Output dari penyelenggaraan mudik Lebaran 2022 adalah kelancaran lalu lintas yang relatif lebih baik dibandingkan 2019, baik arus mudik maupun balik yang menunjang terjalinnya (kembali) silaturahmi antara pemudik dan kerabat di kampung halaman, dan meningkatnya aspek keselamatan dengan turunnya angka kecelakaan lalu lintas dan fatalitasnya.
Ke depan, perlu adanya sejumlah perbaikan. Perbaikan tersebut antara lain berupa peningkatan pemanfaatan teknologi informasi/digital, yakni dengan big data, artificial intelligence, dan cloud computing, untuk menangani data berjumlah besar, secara cepat, real time, terotomasi, dan terkoneksi internet dengan kapasitas data analytic yang andal.

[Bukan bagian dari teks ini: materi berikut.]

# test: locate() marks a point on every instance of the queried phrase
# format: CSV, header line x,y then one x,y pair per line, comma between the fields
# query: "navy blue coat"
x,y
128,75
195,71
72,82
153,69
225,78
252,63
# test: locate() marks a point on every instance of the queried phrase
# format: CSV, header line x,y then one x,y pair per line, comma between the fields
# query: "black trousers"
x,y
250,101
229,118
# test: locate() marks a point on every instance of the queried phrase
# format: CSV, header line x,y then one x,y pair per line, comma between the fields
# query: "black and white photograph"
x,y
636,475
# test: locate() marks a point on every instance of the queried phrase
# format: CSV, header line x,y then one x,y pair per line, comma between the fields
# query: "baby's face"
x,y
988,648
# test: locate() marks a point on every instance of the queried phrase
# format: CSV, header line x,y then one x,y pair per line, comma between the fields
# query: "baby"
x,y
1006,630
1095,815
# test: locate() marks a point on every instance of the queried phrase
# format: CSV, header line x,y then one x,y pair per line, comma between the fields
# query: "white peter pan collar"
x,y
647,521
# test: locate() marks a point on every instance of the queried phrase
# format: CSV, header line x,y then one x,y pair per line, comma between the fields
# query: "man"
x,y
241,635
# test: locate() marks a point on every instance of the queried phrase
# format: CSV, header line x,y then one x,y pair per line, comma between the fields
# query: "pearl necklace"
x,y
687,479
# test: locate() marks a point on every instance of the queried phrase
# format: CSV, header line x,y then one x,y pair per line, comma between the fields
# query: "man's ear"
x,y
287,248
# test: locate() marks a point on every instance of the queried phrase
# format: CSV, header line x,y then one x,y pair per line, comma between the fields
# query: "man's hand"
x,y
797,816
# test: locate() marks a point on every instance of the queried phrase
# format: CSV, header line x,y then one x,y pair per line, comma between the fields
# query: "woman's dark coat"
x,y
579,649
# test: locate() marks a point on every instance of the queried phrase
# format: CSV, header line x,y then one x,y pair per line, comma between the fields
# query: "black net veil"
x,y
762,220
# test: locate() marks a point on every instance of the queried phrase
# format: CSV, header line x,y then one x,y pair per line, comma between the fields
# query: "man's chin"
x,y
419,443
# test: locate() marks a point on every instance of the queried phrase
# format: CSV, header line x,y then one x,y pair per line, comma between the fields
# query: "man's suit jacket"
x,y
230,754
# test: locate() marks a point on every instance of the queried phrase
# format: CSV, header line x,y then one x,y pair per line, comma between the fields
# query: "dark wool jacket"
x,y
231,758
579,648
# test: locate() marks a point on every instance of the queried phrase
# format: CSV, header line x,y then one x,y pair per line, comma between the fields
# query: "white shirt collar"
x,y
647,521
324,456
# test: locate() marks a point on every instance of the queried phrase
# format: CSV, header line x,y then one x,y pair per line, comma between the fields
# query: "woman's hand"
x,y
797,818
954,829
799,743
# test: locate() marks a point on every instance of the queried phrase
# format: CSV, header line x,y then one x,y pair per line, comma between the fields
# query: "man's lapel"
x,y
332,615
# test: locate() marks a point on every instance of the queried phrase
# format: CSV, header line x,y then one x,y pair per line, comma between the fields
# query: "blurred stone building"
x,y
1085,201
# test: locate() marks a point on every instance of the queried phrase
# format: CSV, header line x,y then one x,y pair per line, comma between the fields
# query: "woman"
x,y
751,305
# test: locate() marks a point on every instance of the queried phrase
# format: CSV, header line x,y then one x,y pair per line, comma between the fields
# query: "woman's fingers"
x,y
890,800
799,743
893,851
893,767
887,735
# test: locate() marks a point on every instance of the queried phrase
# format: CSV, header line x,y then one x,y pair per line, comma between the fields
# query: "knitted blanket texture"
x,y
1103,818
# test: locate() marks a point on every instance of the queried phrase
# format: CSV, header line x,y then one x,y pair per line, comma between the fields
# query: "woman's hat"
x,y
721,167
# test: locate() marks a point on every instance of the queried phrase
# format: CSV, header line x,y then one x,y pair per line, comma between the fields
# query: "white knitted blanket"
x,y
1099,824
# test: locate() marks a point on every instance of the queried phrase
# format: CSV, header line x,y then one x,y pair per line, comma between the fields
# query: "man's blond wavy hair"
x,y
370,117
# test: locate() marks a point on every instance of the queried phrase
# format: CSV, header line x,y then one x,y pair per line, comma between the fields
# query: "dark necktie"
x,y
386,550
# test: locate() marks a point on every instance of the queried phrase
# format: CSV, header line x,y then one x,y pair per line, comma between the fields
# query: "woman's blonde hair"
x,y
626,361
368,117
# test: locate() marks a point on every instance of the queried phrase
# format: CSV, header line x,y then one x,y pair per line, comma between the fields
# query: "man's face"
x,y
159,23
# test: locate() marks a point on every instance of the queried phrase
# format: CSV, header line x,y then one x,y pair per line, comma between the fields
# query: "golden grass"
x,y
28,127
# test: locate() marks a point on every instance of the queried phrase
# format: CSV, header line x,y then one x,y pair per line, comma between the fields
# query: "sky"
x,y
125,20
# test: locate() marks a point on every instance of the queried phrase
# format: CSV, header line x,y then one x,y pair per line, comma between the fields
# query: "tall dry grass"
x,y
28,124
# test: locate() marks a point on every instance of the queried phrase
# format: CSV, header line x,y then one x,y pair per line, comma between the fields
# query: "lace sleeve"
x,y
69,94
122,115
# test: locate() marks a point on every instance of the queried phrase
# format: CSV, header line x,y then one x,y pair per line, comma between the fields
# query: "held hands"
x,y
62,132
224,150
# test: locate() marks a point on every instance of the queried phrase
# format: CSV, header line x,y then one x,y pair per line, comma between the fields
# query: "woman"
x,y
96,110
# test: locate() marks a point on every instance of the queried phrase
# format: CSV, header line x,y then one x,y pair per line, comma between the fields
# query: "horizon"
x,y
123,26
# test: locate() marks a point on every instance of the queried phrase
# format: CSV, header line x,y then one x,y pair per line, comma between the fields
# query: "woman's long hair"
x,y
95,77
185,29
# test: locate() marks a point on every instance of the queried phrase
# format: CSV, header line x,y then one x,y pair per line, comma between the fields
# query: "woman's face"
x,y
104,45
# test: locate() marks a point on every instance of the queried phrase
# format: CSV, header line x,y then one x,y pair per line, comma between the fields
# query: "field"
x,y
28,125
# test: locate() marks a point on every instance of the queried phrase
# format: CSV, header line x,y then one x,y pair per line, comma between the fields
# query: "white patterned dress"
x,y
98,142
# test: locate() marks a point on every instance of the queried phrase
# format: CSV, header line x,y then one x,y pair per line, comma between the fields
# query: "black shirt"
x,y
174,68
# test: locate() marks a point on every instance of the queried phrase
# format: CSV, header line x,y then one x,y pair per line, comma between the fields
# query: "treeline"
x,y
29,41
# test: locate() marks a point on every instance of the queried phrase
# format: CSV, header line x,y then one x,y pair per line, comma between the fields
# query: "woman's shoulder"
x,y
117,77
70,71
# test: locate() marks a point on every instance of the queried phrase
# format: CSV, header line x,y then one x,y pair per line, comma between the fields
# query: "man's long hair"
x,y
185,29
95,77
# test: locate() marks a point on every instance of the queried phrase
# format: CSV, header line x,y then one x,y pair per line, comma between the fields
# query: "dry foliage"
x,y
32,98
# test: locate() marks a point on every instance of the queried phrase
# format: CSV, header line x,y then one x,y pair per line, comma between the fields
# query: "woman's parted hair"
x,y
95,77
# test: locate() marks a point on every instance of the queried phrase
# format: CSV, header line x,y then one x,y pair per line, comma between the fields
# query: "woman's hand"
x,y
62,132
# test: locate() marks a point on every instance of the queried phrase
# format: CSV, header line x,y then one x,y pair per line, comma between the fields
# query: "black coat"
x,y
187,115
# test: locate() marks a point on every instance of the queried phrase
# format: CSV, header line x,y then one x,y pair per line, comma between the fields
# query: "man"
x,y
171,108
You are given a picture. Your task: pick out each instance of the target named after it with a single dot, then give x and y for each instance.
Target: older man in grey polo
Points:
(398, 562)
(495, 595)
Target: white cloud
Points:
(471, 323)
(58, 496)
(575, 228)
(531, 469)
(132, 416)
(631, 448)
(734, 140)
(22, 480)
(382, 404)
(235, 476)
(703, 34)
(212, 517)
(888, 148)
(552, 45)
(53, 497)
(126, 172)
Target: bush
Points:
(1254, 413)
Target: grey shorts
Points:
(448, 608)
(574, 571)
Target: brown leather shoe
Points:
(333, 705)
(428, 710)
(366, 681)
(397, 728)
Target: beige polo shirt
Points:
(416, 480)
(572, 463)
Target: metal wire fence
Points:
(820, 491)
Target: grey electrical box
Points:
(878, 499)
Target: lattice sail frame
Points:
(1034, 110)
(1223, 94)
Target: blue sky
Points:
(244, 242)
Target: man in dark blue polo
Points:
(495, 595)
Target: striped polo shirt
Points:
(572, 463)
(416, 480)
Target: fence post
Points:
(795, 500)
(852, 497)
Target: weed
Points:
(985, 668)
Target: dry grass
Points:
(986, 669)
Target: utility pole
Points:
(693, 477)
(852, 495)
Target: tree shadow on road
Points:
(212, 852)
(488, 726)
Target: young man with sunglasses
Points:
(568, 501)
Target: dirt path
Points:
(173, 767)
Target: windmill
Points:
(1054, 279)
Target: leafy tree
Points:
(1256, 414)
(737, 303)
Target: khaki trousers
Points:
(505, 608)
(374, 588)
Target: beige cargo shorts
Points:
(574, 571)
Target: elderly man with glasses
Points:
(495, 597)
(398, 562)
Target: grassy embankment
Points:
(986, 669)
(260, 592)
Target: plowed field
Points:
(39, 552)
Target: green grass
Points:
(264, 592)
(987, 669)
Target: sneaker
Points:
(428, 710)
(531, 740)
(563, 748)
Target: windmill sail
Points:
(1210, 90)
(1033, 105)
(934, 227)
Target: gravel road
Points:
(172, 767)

Kinerja sukses pengelolaan mudik Lebaran tahun ini masih perlu dilengkapi dengan aspek lainnya, yakni relatif terjaganya angka kasus harian Covid-19 setelah mudik Lebaran. Jika angka kasus harian Covid-19 masih relatif terkendali, harapan menuju endemi terbentang lebar. Kita masih harus bersabar menunggu setidaknya satu bulan setelah puncak arus mudik Lebaran.
Kita juga berharap di masa mendatang, mudik dapat berlangsung lebih ”hijau” dengan menggunakan lebih banyak energi bersih (termasuk kendaraan listrik) dan pandemi telah berganti menjadi endemi. Dari Jabodetabek saja, mobilisasi jutaan mobil dan sepeda motor pada musim libur Lebaran tahun ini, baik pada arus mudik maupun balik, merilis ratusan ribu ton karbon ke udara.